Mr. Clark, of New Hampshire, addressed the Senate on the pending measure. He made the following interesting historical statements: "As the traveler who has passed a difficult road, when he comes to some high hill looks back to see the difficulties which he has passed, I turn back, and I ask the Senator to turn back, to consider what occurred, as I say, about six years ago. In the session of 1859-60, in the old Senate-chamber, a bill was brought into the Senate of the United States by the then Senator from Mississippi [Mr. Brown], who was chairman of the Committee on the District of Columbia, a place which my friend from Maine [Mr. Morrill] now so worthily fills—a bill in aid of the education of the children of this District. The bill proposed to grant certain fines and forfeitures to the use of the schools, and also proposed to tax the people ten cents on every hundred dollars of the property in this District for the purpose of educating the children. That bill proposed to tax the white man and the black man alike; and fearing that the property of the black man would be taxed to educate the child of the white man, I proposed an amendment to the bill, that the tax collected from the black man should go to educate the black man's child.

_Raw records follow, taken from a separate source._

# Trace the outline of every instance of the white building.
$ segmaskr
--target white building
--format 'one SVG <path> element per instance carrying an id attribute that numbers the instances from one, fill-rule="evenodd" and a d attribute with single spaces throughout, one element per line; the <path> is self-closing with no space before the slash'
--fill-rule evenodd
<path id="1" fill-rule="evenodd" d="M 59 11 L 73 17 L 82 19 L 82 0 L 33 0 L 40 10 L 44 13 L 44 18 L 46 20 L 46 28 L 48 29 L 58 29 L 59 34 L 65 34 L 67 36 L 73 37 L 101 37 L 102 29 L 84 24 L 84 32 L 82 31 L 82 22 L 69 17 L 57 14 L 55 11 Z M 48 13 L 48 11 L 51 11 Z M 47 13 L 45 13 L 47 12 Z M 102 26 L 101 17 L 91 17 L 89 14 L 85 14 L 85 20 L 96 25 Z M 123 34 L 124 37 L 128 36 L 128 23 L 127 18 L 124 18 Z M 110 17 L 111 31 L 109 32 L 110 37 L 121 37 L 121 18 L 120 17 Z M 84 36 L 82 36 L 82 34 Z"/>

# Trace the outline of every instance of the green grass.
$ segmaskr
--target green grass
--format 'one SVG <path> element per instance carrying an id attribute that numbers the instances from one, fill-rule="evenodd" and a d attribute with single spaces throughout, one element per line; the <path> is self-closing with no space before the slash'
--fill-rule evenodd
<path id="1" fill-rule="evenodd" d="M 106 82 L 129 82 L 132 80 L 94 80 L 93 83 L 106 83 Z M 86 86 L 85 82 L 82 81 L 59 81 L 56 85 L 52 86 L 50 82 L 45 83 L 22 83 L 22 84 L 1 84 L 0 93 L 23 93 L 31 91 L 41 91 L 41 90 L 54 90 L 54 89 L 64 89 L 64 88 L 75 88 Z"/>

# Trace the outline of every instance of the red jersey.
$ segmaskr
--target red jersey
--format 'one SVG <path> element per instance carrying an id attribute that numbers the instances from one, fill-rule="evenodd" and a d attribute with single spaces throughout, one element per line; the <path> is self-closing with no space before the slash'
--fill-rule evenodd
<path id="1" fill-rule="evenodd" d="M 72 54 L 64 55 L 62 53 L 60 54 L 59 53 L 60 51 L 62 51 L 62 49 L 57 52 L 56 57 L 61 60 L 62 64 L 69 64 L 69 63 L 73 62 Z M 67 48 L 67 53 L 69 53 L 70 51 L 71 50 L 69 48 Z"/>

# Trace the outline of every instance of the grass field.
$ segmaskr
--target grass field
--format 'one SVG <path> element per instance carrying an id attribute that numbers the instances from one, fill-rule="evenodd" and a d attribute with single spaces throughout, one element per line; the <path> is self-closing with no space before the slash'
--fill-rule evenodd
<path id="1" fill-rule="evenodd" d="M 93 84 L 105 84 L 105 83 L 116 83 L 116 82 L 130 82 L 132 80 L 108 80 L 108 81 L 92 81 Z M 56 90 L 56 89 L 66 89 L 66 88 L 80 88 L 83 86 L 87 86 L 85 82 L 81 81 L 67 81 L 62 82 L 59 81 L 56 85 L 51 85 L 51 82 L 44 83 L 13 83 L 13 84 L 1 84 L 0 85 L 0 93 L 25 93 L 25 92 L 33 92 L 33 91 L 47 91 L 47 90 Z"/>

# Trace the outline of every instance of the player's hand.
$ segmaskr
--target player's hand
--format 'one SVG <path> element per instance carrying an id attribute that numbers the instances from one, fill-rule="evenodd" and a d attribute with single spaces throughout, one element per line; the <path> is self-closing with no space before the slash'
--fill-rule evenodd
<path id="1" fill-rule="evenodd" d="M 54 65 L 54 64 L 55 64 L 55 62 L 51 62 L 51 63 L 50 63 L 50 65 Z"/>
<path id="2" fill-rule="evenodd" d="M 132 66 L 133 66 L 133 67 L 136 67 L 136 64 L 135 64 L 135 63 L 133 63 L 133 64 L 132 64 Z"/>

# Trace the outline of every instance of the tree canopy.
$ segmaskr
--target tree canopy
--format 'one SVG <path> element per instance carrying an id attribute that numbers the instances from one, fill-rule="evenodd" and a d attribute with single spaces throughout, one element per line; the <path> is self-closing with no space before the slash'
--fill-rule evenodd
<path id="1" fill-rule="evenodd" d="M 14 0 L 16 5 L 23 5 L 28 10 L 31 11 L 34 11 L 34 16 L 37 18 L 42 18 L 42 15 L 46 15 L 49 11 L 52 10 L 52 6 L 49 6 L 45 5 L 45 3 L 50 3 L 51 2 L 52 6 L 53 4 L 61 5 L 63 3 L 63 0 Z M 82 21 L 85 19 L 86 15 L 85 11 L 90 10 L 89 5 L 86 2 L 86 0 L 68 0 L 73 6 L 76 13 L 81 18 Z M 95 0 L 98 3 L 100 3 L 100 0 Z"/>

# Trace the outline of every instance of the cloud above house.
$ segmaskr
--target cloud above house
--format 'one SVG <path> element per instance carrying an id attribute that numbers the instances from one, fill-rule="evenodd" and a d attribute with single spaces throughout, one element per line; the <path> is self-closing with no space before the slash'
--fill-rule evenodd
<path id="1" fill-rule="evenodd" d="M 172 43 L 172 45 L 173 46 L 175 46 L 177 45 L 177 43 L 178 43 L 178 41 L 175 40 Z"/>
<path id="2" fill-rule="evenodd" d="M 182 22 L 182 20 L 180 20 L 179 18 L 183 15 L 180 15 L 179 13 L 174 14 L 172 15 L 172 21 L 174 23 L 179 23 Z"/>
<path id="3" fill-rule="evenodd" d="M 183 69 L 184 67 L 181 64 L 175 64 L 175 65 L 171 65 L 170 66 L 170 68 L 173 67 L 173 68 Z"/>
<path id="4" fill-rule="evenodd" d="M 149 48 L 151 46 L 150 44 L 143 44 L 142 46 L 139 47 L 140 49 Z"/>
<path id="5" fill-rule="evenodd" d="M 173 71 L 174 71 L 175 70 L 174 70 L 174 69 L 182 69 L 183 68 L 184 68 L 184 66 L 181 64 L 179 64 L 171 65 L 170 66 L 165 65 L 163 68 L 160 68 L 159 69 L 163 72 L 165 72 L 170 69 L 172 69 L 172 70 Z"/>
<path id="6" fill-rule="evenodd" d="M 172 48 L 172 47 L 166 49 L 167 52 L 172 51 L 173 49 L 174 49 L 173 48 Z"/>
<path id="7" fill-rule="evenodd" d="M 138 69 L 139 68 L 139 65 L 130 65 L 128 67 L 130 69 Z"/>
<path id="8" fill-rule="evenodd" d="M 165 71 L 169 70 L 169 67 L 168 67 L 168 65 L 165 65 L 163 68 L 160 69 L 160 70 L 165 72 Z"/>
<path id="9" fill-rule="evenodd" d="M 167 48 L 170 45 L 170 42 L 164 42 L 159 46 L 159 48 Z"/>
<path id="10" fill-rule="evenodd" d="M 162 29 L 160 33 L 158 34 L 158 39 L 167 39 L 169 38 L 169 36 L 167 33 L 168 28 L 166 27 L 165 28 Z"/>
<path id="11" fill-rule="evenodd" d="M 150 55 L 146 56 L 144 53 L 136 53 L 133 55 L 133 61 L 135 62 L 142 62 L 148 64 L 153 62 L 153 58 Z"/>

"There was also a further provision of the bill, that if the District raised a certain amount of money for the education of the children, the Government of the United States would appropriate a like amount from the Treasury. If, for instance, you raised $20,000 by taxes on the people in the District, the Government should pay $20,000 more, to be added to it for the education of the children of the District. I moved the amendment that no child whose father paid any portion of that tax for the education of the children should be excluded from the benefit of it, be he white or black; but that there might be no inconvenience felt, I agreed to an amendment that the black child should not be put into the same school with the white child, but that they should be educated in different schools to be provided for them; but if the black man paid for educating the children of the District, his child should be educated. There was at once an outcry, 'Why, this is social equality of the two races; this is political equality;' and they would not consent that the black child should be educated, even with the money of the black father. That amendment was declared to be carried in the Senate of the United States, and after declaring it was carried, the Senate adjourned, and after the adjournment, the chairman of that committee, Mr. Brown, appealed to me personally if I would not withdraw it. I said to him, 'No, I would never withdraw it; if you tax the black man, the black man should have a part of the money that you raise from him to educate his child.'
"After some days, the bill came up again in the Senate of the United States, and the Senator from Mississippi, the chairman of the Committee on the District of Columbia, got up and in open Senate appealed to me, 'Will the Senator from New Hampshire withdraw that amendment?' 'Never, Mr. President.' 'Then,' said the Senator from Mississippi, 'I will lay the bill aside, and will not ask the Senate to pass it;' and so the whole scheme failed, because they would not consent that the money of the black man should educate his own child, and they could not vote it to educate a white child.